На вопрос, зачем шест, он ответил, что шест хороший.
Тарабрин собирался час. Он укладывал бумаги.
Две тетради, страница Астахова, копия записки и подписанная обозным газета, которую он забрал у меня и уложил вниз, под тетради.
Я это увидел и не стал вынимать.
С Бельским я простился у той же самой поймы, куда он и оставался.
Он не поехал никуда и не собирался: корпус стоял на этом берегу третий месяц, и настилы, гати и переправы на нём числились за ним, и вся его война состояла в том, чтобы класть жерди в места, где их через неделю не станет.
Мы постояли у воды. Говорить было не о чем.
Он заметил только, что осока к августу подрастёт снова и что вешки придётся ставить заново.
— Вы их поставите?
— Поставлю, — сказал он. — Кому же ещё.
Я отдал ему вторую тетрадь, копию, — ту, что была суха, — и он взял её обеими руками, как берут вещь, за которую потом отвечать.
На станцию мы с Тарабриным и Шадриным пришли в четвёртом часу.
Ехать было двое суток, в теплушке, с пересадкой в Ровно; тот же путь, которым мы ехали сюда, только в обратную сторону и с другим счётом в тетради.
На платформе, у водокачки, сидела маршевая рота, ожидавшая своего эшелона, — человек полтораста, все новые, в необмятых гимнастёрках.
Один из них читал вслух.
Слова сперва терялись в паровозном шуме. На «людях с секундомером» я узнал очерк.
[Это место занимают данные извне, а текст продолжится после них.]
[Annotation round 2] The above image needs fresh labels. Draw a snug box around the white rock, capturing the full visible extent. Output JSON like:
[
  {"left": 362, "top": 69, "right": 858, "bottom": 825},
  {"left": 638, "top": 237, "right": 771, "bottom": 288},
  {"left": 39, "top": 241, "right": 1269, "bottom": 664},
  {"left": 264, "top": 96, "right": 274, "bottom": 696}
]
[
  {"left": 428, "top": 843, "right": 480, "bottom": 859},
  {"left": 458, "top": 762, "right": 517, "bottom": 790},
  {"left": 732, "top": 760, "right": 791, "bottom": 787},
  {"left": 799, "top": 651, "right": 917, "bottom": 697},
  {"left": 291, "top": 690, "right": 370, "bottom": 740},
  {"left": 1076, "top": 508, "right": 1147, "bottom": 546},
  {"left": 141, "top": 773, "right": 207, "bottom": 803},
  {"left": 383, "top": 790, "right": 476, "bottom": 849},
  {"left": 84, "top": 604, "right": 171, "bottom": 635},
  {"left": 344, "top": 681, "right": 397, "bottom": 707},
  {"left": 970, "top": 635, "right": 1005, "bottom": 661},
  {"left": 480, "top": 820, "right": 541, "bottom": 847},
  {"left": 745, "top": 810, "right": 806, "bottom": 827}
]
Читал он с выражением, и слушали его хорошо, и на «секундомере» они тоже засмеялись, как смеялись у нас на берегу, — а потом кто-то спросил, правда ли, что этот подполковник и сейчас там, на болоте.
Чтец ответил, что правда, и что там теперь везде наши.
Я стоял в десяти шагах, в мокрых сапогах, с тетрадью под мышкой, и на меня никто не смотрел: перед ними стоял просто подполковник с двумя нижними чинами.
Подойти и сказать, что там теперь не везде наши, что на том берегу сто сорок один человек с семьюдесятью ранеными подняли белое и что все четверо суток промера дали прибавку в пять целых четыре десятых головы на сотню, — было бы не поправкой, а разговором на полчаса, которого никто из них не просил.
К тому же они через неделю сами всё увидят, и увидят точнее любого очерка.
Тарабрин шевельнулся и посмотрел на меня.
Я покачал головой.
Мы прошли мимо и сели в свой вагон, и всю ту дорогу я думал не о комиссии, не о Петрограде и не о том, ехать или не ехать.
Я думал о том, что фамилия моя доедет туда, куда мне не надо, и приедет раньше меня, и приедет без Мохова, без Ситникова, без Свешникова и без двухсот шестидесяти четырёх, которых не отдаёт пойма, — а с одними прилагательными, которые я всю жизнь вычёркиваю.
И что поправить это я уже никак не могу.